< HOME  Wednesday, April 19, 2006

Euros Can't Buy Freedom Any More Than Dollars

And I thought we were in bad shape. Turns out governments that finance their budgets in Euro are even worse off than US.
For all its success as a currency, the euro has yet to give European taxpayers the advantages in financing their governments that the dollar gives U.S. citizens.

Almost every country using the euro has joined in paying a total of $345 million to investment bankers since the start of last year to sell bonds, data compiled by Bloomberg show. The comparable price paid by the U.S. Treasury in selling $4.8 trillion in debt in the same period: zero.

The paradox of governments' getting charged by less creditworthy middlemen to sell their securities has left some of the most sophisticated investors in disbelief.

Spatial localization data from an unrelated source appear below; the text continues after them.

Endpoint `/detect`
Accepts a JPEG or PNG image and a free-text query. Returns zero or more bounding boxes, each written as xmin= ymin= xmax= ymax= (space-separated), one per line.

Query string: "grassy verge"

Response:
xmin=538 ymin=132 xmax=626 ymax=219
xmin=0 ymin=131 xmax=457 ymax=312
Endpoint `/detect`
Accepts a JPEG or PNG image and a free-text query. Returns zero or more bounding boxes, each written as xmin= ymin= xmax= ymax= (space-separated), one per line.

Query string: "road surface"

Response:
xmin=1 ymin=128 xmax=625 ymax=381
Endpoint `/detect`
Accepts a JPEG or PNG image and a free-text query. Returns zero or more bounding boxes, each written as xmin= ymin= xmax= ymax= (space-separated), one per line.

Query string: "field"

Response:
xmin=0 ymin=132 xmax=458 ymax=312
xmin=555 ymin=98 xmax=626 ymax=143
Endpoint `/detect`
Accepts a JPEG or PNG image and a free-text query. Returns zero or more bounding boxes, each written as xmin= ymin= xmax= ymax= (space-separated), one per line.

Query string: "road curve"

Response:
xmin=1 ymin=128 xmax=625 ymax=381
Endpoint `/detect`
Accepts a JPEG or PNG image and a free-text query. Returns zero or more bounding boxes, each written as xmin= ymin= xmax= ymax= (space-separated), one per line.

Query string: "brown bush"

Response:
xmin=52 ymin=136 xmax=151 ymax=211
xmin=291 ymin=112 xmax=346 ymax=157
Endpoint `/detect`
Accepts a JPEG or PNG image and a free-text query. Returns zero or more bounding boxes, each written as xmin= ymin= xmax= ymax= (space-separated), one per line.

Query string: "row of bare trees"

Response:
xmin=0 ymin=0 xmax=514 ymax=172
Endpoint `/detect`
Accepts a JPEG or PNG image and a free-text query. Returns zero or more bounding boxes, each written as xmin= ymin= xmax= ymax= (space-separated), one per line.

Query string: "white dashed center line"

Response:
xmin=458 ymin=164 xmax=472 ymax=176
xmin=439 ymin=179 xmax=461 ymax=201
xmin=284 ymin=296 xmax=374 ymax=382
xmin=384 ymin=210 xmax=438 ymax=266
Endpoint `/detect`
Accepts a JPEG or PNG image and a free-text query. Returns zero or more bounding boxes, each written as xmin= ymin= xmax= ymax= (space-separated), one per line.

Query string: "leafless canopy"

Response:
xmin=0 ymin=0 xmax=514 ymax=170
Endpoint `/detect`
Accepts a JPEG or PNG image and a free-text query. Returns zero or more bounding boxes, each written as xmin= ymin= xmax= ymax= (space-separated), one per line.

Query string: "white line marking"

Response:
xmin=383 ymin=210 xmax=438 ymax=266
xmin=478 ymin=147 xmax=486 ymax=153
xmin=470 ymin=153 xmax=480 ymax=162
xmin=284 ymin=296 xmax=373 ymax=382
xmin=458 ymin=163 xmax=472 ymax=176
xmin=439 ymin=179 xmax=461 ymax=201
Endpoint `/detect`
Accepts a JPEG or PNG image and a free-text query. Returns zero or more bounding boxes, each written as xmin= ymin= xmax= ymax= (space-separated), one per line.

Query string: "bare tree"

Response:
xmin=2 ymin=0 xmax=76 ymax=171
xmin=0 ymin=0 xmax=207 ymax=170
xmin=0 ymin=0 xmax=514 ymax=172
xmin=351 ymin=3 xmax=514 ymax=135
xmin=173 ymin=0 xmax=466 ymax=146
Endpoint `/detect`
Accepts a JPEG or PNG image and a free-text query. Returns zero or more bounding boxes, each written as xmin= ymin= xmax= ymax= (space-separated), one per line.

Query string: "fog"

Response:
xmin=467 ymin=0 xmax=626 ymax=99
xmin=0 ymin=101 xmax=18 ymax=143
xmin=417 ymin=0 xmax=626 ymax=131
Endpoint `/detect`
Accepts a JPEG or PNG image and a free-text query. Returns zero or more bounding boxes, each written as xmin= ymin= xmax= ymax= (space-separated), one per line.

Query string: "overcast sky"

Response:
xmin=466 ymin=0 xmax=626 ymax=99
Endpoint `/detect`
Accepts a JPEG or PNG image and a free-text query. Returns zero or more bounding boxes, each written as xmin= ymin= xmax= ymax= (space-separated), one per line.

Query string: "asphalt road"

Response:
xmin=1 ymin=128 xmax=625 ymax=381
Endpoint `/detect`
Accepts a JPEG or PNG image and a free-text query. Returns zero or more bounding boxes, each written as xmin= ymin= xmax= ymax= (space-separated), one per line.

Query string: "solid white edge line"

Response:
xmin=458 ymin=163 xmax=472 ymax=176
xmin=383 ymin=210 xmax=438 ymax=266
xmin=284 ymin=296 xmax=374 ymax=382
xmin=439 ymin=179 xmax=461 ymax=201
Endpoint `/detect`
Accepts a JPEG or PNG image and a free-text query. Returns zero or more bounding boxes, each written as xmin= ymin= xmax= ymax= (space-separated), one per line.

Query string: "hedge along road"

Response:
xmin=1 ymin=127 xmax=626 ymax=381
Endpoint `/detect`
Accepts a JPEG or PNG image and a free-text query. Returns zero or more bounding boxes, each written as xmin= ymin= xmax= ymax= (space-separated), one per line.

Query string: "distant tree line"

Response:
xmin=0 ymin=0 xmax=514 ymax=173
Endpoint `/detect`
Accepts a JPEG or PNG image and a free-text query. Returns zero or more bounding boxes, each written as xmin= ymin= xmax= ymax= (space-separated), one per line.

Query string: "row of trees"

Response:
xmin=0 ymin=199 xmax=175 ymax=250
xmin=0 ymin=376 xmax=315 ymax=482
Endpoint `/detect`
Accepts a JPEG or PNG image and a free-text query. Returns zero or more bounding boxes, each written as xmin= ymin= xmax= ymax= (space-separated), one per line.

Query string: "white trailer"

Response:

"You have strong demand" for European government bonds with the highest credit ratings and no risk of default, "so why pay someone else to sell it for you?"

* * *

So far, 10 of the 12 governments using the euro have chosen to hire such middlemen rather than going it alone in the market.

Government officials like Gerhard Schleif, Germany's head of debt management, argue that having taxpayers pay bankers' fees is worth the price because the bankers gauge investor demand and get the lowest borrowing costs.

* * *

Selling through banks helps find the right price for the debt, Richard said. "An auction is just a shot in the dark," he said.

That is nonsense, said William Kittredge, director of the nonprofit Center for the Study of Capital Markets and Democracy in Arlington, Virginia.

"The argument that these people need some kind of mechanism to identify opportunities in the market falls under its own weight," he said. "Do you honestly think these people don't survey the markets worldwide? It's the 21st century."
Lest you think that means we're in good shape . . .
The Senate just raised the national debt ceiling to $9 trillion, representing 70% of GDP. Interest expense is now the third-largest category of the federal budget, only exceeded by defense spending and domestic welfare expenditures. Imagine the impact as interest rates start climbing again.

* * *

[According to a CBO report (.pdf) issued last August,] rising government debt can sap national saving, slow private capital formation, lower economic growth, and in the extreme, produce a sustained economic contraction. Moreover, such a policy could increase the United States indebtedness to other nations. Implying that more of the economy’s output would have to be used to pay interest on the debt and less would be available for U.S. residents.
And it's completely unnecessary.
"If the Nation can issue a dollar bond it can issue a dollar bill. The element that makes the bond good makes the bill good also.

The difference between the bond and the bill is that the bond lets the money broker collect twice the amount of the bond and an additional 20%. Whereas the currency, the honest sort provided by the Constitution pays nobody but those who contribute in some useful way.

It is absurd to say our Country can issue bonds and cannot issue currency. Both are promises to pay, but one fattens the usurer and the other helps the People."